The Prysm Visual Workplace combines all of your content, applications and communication tools together into a single “digital canvas.” A digital canvas? I’ve been preaching the gospel of this digital canvas concept for years — I think this is the future of AV. Not 1920×1080 or 3840×2160 images — but digital canvases that are infinite in size but you display whatever parts of it you want to — when you want to. I’ll write more about this in the future, but, for now, there are only a few companies in the entire AV universe who get this concept — one of them is Prysm! The others? Well, kudos to Mersive and Nueva.
Back to Prysm. It all starts with their Application Suite — it allows for ANYONE to connect (yes, even iOS, Windows, Mac, Android, Chrome, Google, and on and on and on users) then collaborate with ANY software tool they are using on ANY display (big, small or even smartphone-sized) and meet, virtually. Each connected user sees whatever part of the digital canvas hear she wants to see or can see it all — just has if they were in a Prysm room — or any room filled with displays as, remember I said this earlier, the Prysm Visual Workplace works on any display technology — not just their own.
Still don’t get it? Well, that’s because you likely have a hard time selling software — more on that in a moment, but, in the meantime, watch these two videos that explain it all:
So, now you get it?
Here’s the kicker — you’d be selling software. That has never been done in AV — not universally. We, as an industry, have a tough time selling software. Ironically, your customers buy software all the time and they understand that sales process — and, since Prysm’s is SaaS-based, it really should be a no-brainer. But, truth is, most of the time, you probably don’t even mention it — unless it’s bundled in with the hardware (like the Interactive Whiteboard or Collaboration Board market is — that’s just software on a touchscreen, by the way). But, since it’s packaged together with hardware, we sell the heck out of it — Wainhouse says we will sell $1.4 Billion worth of it in 2018, in fact.

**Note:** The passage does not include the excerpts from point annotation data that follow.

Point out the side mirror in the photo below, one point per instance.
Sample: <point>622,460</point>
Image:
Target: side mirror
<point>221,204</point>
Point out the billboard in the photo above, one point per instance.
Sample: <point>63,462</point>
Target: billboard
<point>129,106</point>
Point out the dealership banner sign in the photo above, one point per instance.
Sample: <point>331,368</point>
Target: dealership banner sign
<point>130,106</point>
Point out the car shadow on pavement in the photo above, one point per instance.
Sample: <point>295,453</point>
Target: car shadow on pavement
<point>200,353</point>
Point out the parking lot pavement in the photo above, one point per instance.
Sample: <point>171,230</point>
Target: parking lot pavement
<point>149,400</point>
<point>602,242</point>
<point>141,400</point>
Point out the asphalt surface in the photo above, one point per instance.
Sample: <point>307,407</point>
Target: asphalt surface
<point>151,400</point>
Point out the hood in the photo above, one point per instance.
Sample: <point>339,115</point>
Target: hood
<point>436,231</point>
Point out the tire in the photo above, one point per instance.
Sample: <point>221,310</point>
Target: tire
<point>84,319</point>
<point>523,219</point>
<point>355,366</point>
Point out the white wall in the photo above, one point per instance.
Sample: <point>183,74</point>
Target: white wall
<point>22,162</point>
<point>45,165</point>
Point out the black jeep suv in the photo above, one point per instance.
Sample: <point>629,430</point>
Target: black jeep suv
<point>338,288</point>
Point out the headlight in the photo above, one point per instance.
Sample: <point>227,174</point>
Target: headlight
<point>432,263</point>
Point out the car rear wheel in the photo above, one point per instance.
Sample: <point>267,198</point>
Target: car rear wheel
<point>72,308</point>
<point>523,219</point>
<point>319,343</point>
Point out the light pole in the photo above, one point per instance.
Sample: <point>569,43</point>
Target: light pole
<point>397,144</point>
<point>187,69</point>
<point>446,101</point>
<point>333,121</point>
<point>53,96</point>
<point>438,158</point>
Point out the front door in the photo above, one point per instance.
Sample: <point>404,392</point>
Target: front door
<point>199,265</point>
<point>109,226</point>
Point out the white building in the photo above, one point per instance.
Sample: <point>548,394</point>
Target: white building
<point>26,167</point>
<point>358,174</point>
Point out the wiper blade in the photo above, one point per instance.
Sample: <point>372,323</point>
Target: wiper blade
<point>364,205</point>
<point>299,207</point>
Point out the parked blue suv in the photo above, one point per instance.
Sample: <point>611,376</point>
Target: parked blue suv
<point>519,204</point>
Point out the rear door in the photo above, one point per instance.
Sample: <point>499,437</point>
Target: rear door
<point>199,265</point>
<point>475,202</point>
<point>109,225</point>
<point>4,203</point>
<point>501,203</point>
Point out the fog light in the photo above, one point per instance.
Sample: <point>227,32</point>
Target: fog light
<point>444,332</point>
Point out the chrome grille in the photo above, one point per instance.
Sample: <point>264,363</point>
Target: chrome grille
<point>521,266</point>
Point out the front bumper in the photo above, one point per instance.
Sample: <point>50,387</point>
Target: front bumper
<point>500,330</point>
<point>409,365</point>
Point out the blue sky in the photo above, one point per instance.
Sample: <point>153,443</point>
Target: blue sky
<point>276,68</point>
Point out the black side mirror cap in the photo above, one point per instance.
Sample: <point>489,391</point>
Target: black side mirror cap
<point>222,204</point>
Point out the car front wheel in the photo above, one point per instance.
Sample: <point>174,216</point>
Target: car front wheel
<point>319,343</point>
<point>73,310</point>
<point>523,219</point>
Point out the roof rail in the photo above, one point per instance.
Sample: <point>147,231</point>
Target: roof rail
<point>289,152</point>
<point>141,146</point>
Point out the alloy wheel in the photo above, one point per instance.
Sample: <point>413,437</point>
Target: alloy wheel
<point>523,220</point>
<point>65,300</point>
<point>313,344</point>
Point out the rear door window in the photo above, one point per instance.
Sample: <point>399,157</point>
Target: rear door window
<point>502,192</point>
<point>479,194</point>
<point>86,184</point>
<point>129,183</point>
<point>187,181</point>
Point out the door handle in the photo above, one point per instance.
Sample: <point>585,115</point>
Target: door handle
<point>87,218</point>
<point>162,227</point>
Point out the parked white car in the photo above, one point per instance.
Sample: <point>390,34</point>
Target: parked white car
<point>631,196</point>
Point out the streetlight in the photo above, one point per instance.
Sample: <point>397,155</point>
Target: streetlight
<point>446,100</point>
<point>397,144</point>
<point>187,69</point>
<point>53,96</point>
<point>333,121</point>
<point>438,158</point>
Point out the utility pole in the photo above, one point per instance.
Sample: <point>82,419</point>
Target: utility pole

Prysm gets that though — they are selling their software suite bundled with the hardware — so you can buy (or sell) it other as a stand-alone suite of software or bundled with a Prysm Display.
I knew I would eventually write this story following my demo of the suite at ISE earlier this year. As I mentioned earlier, Prysm had it bundled and working on a few different third-party hardware products, in addition to their own. A giant light-bulb went off in my head and I immediately realized this is the ultimate, so far, digital canvas and collaboration space. And, if you watched that video, above, you should “get it” too. This is amazing stuff.
So, I called Prysm and asked what their plans were with this stuff and where did they see this market going. Here’s a podcast I did earlier this week with Psysm CMO Paige O’Neill where she explains their concept — it sounds very familiar to me.
But, can you sell software?
I sure hope so. She describes all this as the Prysm Digital Workplace (instead of using the term collaboration) for all the same confusing reasons described in the beginning of this piece. I think that’s good descriptor. But, no matter what it’s called, or how you sell it, it’s, currently, the best complete collaboration system on the market — it’s collaboration on steroids.